It has been nearly seven months since Russia invaded Ukraine, and for just as long, the former Hartwall Arena – which is now called Helsinki Halli – has not been in use, facing an uncertain future. Since 2013, the largest concert venue in Finland’s capital Helsinki is owned by Russian oligarchs – Gennady Timchenko and the brothers Arkady and Boris Romanovich Rotenberg – who are now on the EU sanctions list, in conjunction with Russia’s invasion of Ukraine. In order to avoid association with the Russian main owners, the Helsinki-based beverage company Hartwall, largest sponsor and holder of the naming rights to the arena, ended its sponsorship and had all Hartwall signs removed from the venue’s walls within the first week of the invasion. At the same time, event organisers who had bookings for the arena started to look for alternative venues.

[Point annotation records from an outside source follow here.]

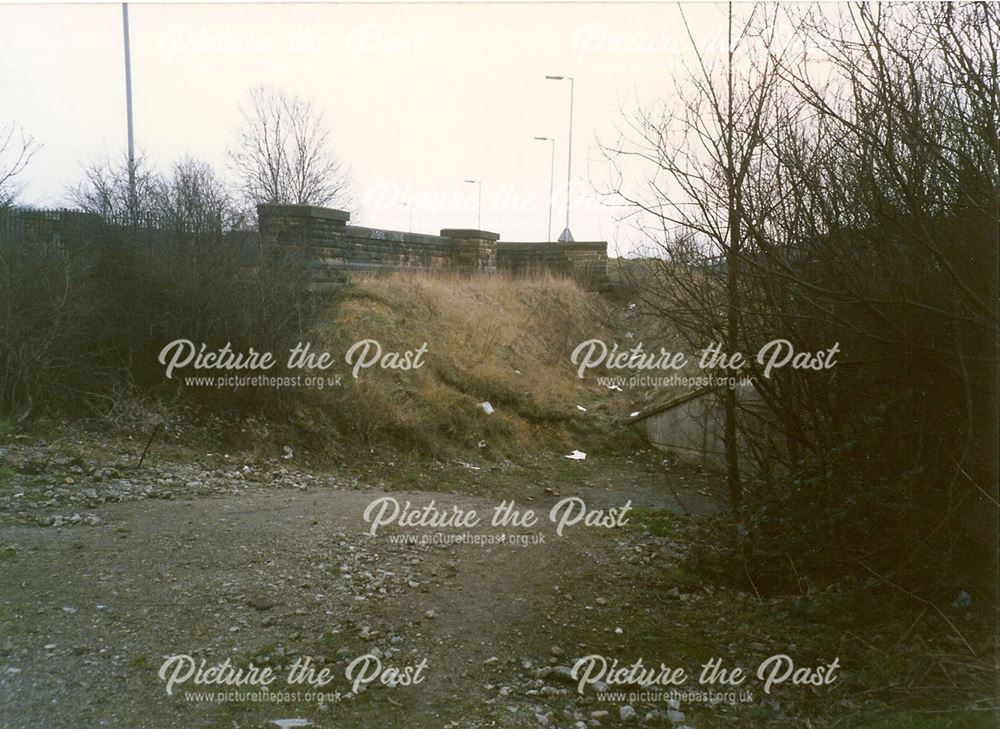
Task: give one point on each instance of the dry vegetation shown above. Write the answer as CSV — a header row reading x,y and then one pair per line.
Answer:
x,y
502,340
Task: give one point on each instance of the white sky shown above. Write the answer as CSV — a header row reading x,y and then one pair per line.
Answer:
x,y
419,97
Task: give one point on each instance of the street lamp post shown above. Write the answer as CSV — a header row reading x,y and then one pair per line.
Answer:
x,y
479,204
410,209
132,199
566,236
552,172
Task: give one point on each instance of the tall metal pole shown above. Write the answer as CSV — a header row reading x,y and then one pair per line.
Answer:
x,y
409,207
567,236
552,176
133,201
569,161
479,204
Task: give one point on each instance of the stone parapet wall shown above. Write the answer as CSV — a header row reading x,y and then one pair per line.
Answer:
x,y
333,247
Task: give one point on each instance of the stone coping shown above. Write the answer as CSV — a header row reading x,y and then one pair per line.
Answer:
x,y
555,245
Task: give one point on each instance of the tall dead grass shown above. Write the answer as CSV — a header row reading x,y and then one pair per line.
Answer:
x,y
497,339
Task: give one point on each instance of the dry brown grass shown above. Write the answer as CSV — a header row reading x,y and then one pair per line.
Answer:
x,y
496,339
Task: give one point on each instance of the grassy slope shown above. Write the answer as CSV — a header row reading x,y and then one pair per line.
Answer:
x,y
488,339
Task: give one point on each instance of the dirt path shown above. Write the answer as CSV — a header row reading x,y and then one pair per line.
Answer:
x,y
269,575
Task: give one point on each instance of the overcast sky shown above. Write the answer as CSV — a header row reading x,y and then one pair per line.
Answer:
x,y
419,97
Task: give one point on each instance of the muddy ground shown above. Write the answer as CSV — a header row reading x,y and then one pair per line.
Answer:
x,y
108,569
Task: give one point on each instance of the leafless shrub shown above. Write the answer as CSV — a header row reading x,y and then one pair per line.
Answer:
x,y
282,153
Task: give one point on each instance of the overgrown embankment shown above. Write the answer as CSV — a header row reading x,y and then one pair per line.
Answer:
x,y
496,340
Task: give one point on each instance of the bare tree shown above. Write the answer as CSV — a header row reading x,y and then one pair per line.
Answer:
x,y
283,154
849,181
700,154
105,191
194,201
16,151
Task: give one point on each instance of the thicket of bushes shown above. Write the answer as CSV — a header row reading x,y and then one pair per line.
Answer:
x,y
856,206
88,316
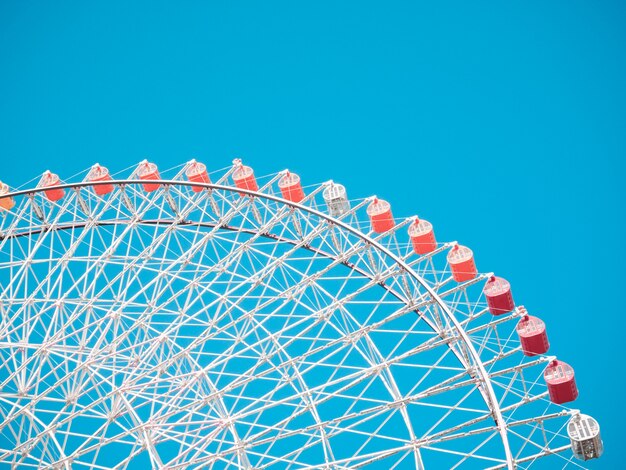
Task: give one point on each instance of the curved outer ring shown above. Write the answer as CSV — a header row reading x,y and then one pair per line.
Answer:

Some events had to be cancelled altogether, and some were moved either to smaller venues in Helsinki, such as the Helsinki Ice Hall, or to other cities like Espoo and Tampere. Already early on, Tampere seemed particularly attractive with its brand new 15,000-seat Nokia Arena which opened less than a year ago, in December 2021. However, the fact that Tampere is becoming the more attractive location in Finland in this regard seems to be not quite welcomed in Helsinki.

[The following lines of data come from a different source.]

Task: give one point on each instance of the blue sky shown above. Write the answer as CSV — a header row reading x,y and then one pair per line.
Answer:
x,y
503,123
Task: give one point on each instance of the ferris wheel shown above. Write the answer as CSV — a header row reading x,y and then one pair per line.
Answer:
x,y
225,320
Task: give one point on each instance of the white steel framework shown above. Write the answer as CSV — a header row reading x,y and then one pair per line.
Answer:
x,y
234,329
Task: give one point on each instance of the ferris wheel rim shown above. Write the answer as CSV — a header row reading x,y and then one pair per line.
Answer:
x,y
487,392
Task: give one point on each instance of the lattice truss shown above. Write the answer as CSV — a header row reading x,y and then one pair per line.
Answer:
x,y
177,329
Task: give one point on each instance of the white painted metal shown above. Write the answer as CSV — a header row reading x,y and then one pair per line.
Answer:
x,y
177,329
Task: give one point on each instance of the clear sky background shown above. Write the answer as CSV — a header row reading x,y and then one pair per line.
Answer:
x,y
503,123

Now, a group of well-known real estate developers and investors not only want Helsinki to have a new arena, but the largest multi-purpose arena for cultural and sports events in Northern Europe. With a capacity of 17,000, the new arena in Helsinki aims to outshine what is currently the largest arena in Northern Europe: Globen (also known as Avicii Arena) in Sweden’s capital Stockholm. The new arena is supposed to be built in the district Suvilahti where the open air festivals Tuska and Flow are held every summer, and it is supposed to be opened rather soon, in 2027.
Another arena in Helsinki, Helsinki Garden, has been in the making since several years, even though with a smaller capacity:
“Helsinki Garden will contain the most modern event arena in the world, serving culture and sports afficionados in the heart of Helsinki. The arena capacity will include roughly 10,500 seats and over a hundred gallery boxes for the events.”– Helsinki Garden
Timo Nieminen, one of the developers of the new arena in Suvilahti, believes that there are enough customers for several large arenas in Helsinki, and he hopes that the negotiations with the City of Helsinki will progress so that the project will be able to move forward soon. According to Timo Nieminen, the attitude has been positive so far. The construction costs are estimated to be between 150 and 200 million euros. It is not clear yet who will fund the project, with Timo Nieminen saying that “we are still at the beginning of the path”.